A vascular graft should mimic the structure and properties of the native artery which has a layered structure. The media layer of native arteries contributes the main mechanical support to the vessel and the intima layer, lined with endothelial cells, provides a smooth antithrombogenic surface for circulating blood. To mimic this arterial structure and property, this study focused on fabricating a layered vascular graft with hydrogel and fibre layers to match the compliance properties of native arteries, which is a critical property to smooth the pulsatile blood flow in circulation.

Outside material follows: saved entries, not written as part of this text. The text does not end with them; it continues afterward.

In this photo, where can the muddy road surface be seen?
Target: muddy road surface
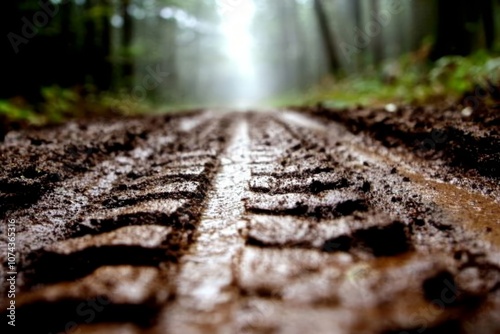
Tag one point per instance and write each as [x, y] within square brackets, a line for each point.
[296, 221]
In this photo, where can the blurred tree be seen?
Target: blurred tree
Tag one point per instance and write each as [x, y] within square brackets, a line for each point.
[327, 36]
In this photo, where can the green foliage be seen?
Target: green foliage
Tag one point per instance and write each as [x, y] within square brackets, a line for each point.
[410, 80]
[15, 111]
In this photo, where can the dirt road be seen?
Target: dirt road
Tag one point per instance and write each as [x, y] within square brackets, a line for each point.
[307, 221]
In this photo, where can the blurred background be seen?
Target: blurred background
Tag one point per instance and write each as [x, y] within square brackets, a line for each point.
[65, 58]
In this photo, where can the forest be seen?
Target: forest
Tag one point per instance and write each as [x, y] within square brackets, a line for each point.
[78, 57]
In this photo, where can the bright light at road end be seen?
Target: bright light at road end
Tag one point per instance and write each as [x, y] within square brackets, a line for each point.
[236, 21]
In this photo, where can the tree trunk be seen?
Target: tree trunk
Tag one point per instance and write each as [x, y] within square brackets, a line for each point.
[127, 35]
[452, 37]
[488, 16]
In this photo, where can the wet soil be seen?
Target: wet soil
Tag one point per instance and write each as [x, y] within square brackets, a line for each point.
[300, 221]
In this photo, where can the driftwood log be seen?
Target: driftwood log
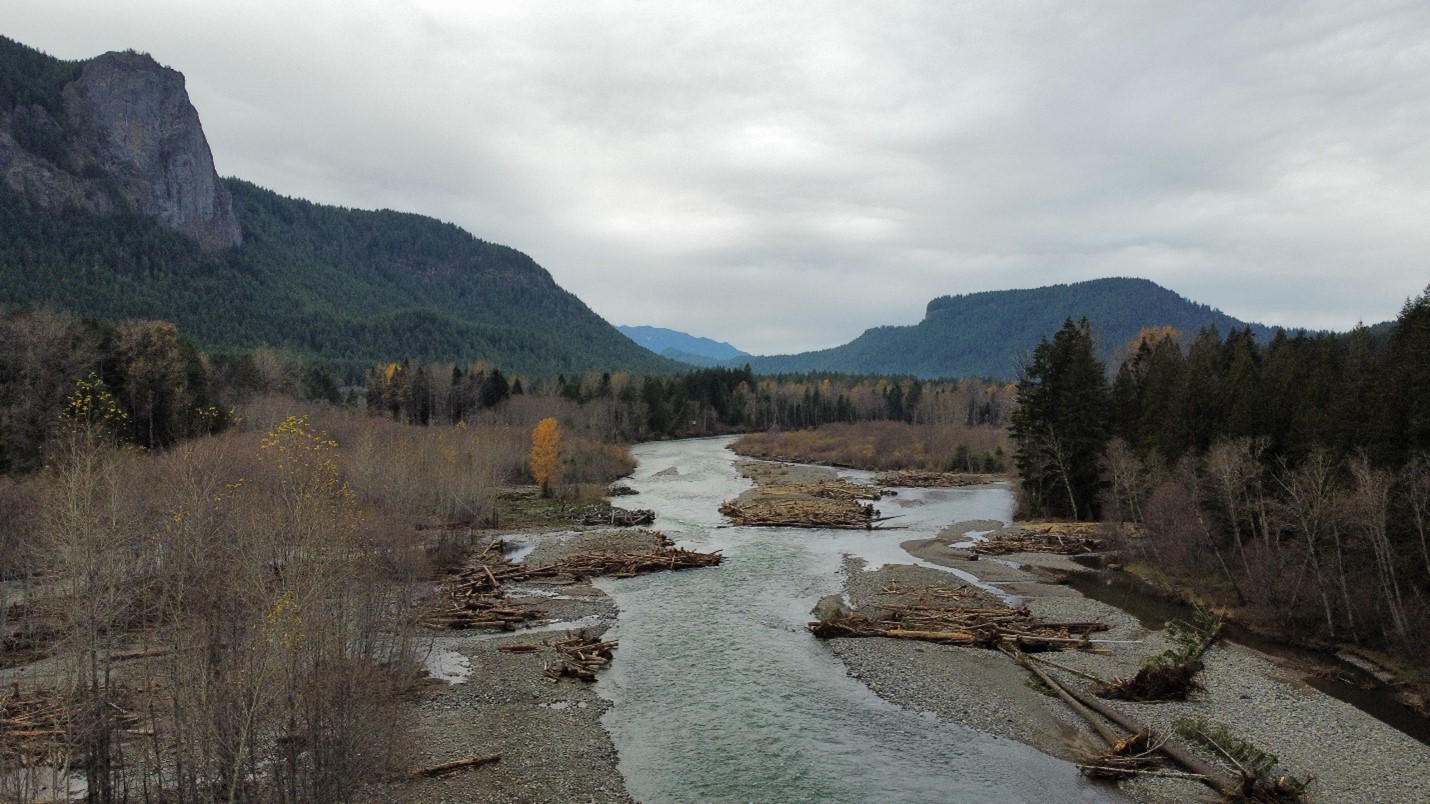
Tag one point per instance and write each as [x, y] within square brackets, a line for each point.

Firstly, the feasibility of preparing polyvinyl alcohol (PVA) based hydrogels with controllable mechanical property was investigated. Three PVA based hydrogels were prepared by blending PVA with chitosan, gelatin or starch and by treatment with freeze-thaw cycles and coagulation. The synergistic crosslinking with the freeze-thaw technique and coagulation was found as a versatile method to control the structure and mechanical properties of PVA-based hydrogels.
A further study was focused on the microstructure formation of PVA/Gelatin hydrogel. The results showed that the freeze-thaw cycles increased the strength of hydrogels by growing the crystal domains in the PVA matrix. The coagulation treatment strengthened the mechanical properties of the hydrogels by increasing the overall polymer fraction of the hydrogels.
Polyvinyl alcohol with styrylpyridinium pendent groups (PVA-SbQ) is a photosensitive polymer. PVA-SbQ fibres were fabricated by electrospinning and photocrosslinking techniques. The photocrosslinked PVA-SbQ fibre presented water-insoluble properties. Preliminary endothelial cell culture result showed evidence that the PVA-SbQ fibres could potentially act as a cell lining substrate.
Finally, a duo-layer vascular graft was constructed with one outer layer composed of a PVA based hydrogel and one inner layer of composed of PVA-SbQ fibres. The mechanical properties, especially the compliance, of the as-prepared duo-layer graft were shown to closely match with that of selected native arteries.